The Downsides of 64-bit Windows Vista

Driver and application support

By on 28 May 2007, 14:24 GMT
Microsoft delivers Windows Vista in both 32-bit and 64-bit flavors. While a system configuration with a x64 processor certainly recommends one of the 64-bit editions of Windows Vista, these versions of the operating system do come with downsides that customers need to be aware of. Being essentially identical to 32-bit Windows Vista, the 64-bit editions will deliver support for 32-bit applications without any problems.

This aspect is one of the pillars of the transition to 64-bit. Users are encouraged to adopt the next wave in computing technology while still being able to enjoy the same programs they used to on their 32-bit system. However, 64-bit Vista does not offer support for 16-bit applications or components. Old solutions designed for platforms that preceded 32-bit will not function on x64 Vista.

64-bit Windows Vista also features an additional line of defense against buffer overflow attacks. Vista's Data Execution Prevention (DEP) will work in conjunction with the 64-bit processor to prevent exploits, but one major shortcoming is the fact that legitimate applications and processes will be stopped if the operating system detects a buffer overflow condition.

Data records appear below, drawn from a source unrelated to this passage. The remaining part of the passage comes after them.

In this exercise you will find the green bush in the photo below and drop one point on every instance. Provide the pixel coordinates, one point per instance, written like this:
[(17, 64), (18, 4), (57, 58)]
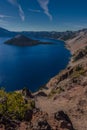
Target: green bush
[(14, 104)]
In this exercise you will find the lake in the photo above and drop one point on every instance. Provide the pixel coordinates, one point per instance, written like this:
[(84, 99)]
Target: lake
[(31, 67)]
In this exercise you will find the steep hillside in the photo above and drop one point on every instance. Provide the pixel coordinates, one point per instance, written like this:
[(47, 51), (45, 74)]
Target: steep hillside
[(67, 91)]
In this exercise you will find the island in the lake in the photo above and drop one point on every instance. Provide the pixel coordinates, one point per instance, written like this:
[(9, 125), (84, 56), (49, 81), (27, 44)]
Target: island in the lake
[(22, 40)]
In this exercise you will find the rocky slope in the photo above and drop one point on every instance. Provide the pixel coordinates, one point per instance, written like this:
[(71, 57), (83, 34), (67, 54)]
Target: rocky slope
[(62, 103), (67, 91)]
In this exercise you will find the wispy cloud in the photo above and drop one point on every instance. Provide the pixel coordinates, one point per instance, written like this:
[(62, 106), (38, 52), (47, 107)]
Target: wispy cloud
[(44, 5), (21, 12), (33, 10), (4, 16)]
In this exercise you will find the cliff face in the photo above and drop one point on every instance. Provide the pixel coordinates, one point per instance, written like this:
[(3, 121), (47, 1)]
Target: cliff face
[(67, 91), (62, 103)]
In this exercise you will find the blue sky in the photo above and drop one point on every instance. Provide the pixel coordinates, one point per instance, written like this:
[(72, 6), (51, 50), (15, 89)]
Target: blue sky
[(43, 15)]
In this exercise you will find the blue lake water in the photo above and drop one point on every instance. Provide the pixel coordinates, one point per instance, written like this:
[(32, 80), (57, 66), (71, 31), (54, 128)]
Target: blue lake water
[(32, 66)]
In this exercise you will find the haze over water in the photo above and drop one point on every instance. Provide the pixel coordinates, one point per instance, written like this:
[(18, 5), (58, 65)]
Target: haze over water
[(32, 66)]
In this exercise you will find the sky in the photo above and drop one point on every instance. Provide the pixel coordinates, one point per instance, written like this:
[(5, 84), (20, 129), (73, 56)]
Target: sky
[(43, 15)]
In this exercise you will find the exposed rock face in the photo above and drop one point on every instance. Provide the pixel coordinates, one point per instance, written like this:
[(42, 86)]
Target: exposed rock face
[(26, 93), (65, 121)]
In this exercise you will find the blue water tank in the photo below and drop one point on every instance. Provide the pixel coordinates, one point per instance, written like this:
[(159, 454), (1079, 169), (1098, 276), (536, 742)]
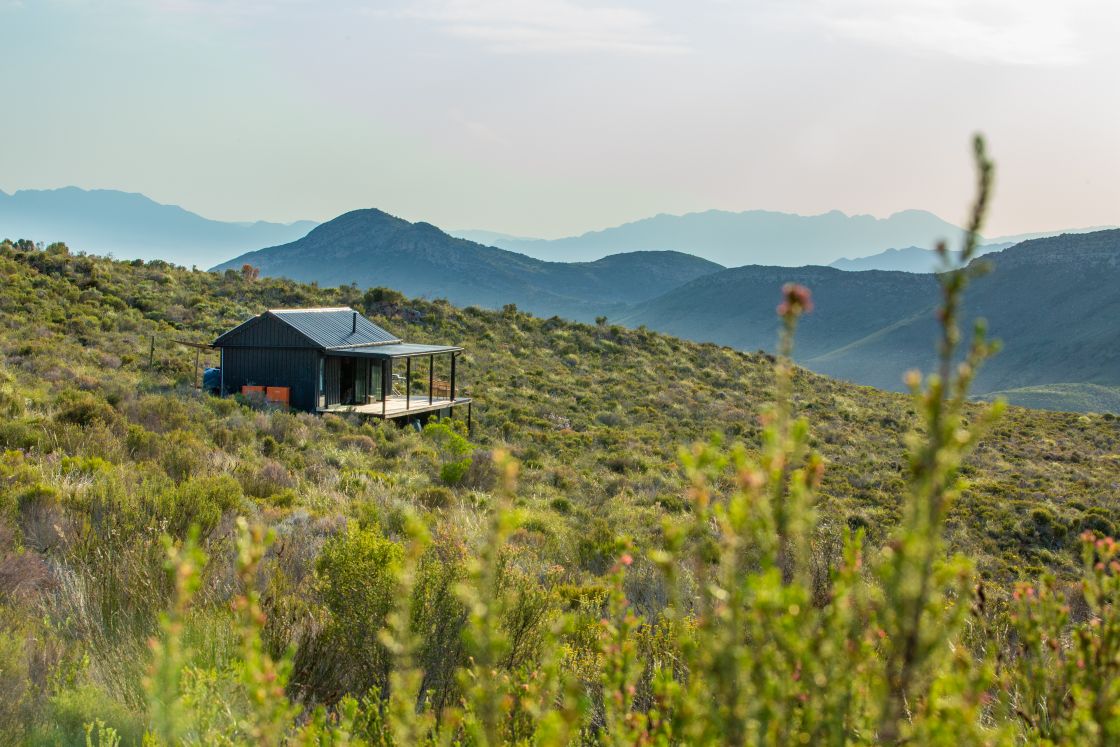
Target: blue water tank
[(212, 381)]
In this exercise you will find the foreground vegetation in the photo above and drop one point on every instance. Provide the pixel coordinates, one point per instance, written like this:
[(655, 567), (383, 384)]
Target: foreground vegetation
[(192, 570)]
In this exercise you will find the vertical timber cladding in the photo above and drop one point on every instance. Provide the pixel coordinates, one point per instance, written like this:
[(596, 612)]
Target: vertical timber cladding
[(334, 381), (264, 366)]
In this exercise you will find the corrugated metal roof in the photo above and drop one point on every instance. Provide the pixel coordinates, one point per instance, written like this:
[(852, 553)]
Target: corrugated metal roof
[(335, 327), (397, 351)]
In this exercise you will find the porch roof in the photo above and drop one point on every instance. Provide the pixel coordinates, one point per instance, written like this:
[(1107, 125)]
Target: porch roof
[(394, 351)]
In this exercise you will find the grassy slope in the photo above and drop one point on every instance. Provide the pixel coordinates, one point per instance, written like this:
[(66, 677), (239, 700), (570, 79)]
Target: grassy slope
[(1070, 398)]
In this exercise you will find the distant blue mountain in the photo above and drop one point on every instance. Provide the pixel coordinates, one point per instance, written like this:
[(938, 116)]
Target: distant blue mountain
[(130, 225), (738, 239), (915, 259)]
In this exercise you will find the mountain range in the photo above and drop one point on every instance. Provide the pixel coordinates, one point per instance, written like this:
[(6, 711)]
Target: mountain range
[(1054, 302), (746, 237), (372, 248), (129, 225)]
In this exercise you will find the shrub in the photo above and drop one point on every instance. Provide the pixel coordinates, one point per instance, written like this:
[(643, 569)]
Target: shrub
[(357, 571), (83, 409)]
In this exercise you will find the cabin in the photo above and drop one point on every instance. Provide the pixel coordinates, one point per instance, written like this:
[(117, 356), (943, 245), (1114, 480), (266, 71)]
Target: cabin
[(334, 360)]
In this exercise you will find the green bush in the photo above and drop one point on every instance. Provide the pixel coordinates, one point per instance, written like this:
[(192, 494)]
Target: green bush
[(357, 571)]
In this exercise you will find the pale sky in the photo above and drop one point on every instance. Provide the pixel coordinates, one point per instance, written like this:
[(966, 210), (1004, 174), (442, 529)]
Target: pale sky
[(549, 118)]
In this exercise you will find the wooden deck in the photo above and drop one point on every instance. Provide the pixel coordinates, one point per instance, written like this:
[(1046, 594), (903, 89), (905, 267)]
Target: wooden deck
[(399, 407)]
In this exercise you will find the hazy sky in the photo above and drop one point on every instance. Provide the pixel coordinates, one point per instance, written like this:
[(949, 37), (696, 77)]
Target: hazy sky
[(554, 117)]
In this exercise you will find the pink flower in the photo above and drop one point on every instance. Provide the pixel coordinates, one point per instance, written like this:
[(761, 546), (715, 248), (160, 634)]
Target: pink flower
[(795, 300)]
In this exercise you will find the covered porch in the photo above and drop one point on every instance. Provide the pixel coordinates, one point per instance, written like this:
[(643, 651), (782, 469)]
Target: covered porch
[(389, 381)]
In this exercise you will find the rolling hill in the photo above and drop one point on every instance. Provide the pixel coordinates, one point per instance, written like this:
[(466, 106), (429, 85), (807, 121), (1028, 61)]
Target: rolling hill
[(242, 565), (372, 248), (1052, 301), (132, 226)]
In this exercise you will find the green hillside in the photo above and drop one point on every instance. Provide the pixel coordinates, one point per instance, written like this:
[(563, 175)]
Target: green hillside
[(1052, 302), (103, 457), (1071, 398)]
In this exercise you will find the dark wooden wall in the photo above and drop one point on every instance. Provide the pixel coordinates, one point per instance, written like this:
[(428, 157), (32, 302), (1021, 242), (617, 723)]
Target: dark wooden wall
[(279, 366), (267, 332)]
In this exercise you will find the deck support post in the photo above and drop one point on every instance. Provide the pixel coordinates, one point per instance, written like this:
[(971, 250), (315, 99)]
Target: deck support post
[(384, 366)]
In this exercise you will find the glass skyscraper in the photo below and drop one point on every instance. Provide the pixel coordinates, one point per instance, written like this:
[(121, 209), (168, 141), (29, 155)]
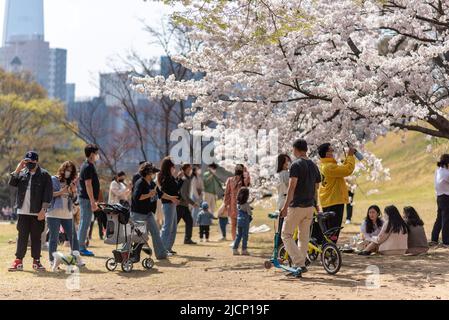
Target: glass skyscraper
[(25, 49), (24, 21)]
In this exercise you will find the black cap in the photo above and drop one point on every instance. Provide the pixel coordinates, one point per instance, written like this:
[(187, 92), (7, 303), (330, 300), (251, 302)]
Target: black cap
[(155, 170), (31, 156)]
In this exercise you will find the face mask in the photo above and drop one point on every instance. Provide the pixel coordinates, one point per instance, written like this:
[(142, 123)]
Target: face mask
[(31, 165)]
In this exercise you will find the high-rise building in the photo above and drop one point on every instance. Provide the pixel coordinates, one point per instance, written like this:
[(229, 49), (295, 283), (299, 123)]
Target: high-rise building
[(57, 74), (24, 21), (25, 49)]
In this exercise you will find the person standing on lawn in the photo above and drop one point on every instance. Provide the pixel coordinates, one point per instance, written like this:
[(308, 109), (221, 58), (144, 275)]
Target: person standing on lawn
[(169, 185), (34, 195), (183, 210), (301, 200), (213, 187), (60, 212), (118, 190), (143, 207), (89, 193), (240, 179), (442, 191), (333, 192)]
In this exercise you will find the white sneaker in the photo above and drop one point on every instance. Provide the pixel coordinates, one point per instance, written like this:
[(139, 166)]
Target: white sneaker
[(80, 263)]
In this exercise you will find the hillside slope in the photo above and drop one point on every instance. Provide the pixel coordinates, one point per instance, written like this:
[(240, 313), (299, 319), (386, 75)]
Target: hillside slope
[(411, 171)]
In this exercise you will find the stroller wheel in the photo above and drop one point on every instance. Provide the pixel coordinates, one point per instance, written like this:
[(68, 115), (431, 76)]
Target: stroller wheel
[(127, 266), (283, 256), (331, 258), (148, 263), (111, 264)]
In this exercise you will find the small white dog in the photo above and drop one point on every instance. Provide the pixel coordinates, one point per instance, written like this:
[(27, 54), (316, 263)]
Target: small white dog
[(73, 259)]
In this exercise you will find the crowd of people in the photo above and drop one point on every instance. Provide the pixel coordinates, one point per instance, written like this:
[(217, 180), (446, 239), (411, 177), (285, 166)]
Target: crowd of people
[(303, 188), (67, 203)]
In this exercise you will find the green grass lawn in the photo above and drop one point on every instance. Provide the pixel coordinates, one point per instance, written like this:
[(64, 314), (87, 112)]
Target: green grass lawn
[(412, 173)]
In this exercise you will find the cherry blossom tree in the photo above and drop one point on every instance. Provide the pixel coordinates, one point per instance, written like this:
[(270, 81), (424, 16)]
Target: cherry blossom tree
[(324, 70)]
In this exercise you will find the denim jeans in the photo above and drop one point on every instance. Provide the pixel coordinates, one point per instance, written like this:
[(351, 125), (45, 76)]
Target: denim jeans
[(195, 211), (442, 221), (85, 220), (242, 232), (223, 221), (53, 228), (169, 227), (159, 249)]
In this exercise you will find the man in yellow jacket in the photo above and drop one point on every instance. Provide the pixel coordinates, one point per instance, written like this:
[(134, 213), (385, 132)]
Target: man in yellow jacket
[(333, 192)]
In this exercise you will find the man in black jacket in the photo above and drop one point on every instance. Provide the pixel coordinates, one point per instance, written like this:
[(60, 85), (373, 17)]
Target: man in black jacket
[(34, 194)]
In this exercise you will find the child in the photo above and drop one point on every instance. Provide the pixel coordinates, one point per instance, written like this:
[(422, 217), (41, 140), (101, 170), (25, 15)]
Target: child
[(244, 218), (417, 240), (222, 221), (204, 220)]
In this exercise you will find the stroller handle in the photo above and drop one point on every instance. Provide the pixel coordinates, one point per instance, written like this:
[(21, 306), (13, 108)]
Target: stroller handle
[(273, 215)]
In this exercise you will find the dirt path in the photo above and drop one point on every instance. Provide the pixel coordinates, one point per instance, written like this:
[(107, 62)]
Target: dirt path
[(209, 271)]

Another problem that users will face on 64-bit Vista is the generalized lack of driver support. Drivers in x64 Vista are a completely different deal than on 32-bit Windows platforms. And although 64-bit Vista supports 32-bit applications it does not do the same with 32-bit drivers. The products have to be prepared for 64-bit Vista, as the operating system brings to the table a feature called Signed Kernel Mode Drivers. 64-bit kernel-mode drivers will not be installed in Windows Vista without digital signatures. Also automatic registry and system file redirection specific to the 32-bit operating systems have not made it into 64-bit Vista.

And last but not least, the x64 version of Windows Vista introduces Kernel Patch Protection. PatchGuard is a technology designed to prevent access to the core of the operating system. All applications - including legitimate programs such as security solutions - that needed to access the operating system's kernel in order to function will fail under 64-bit Vista.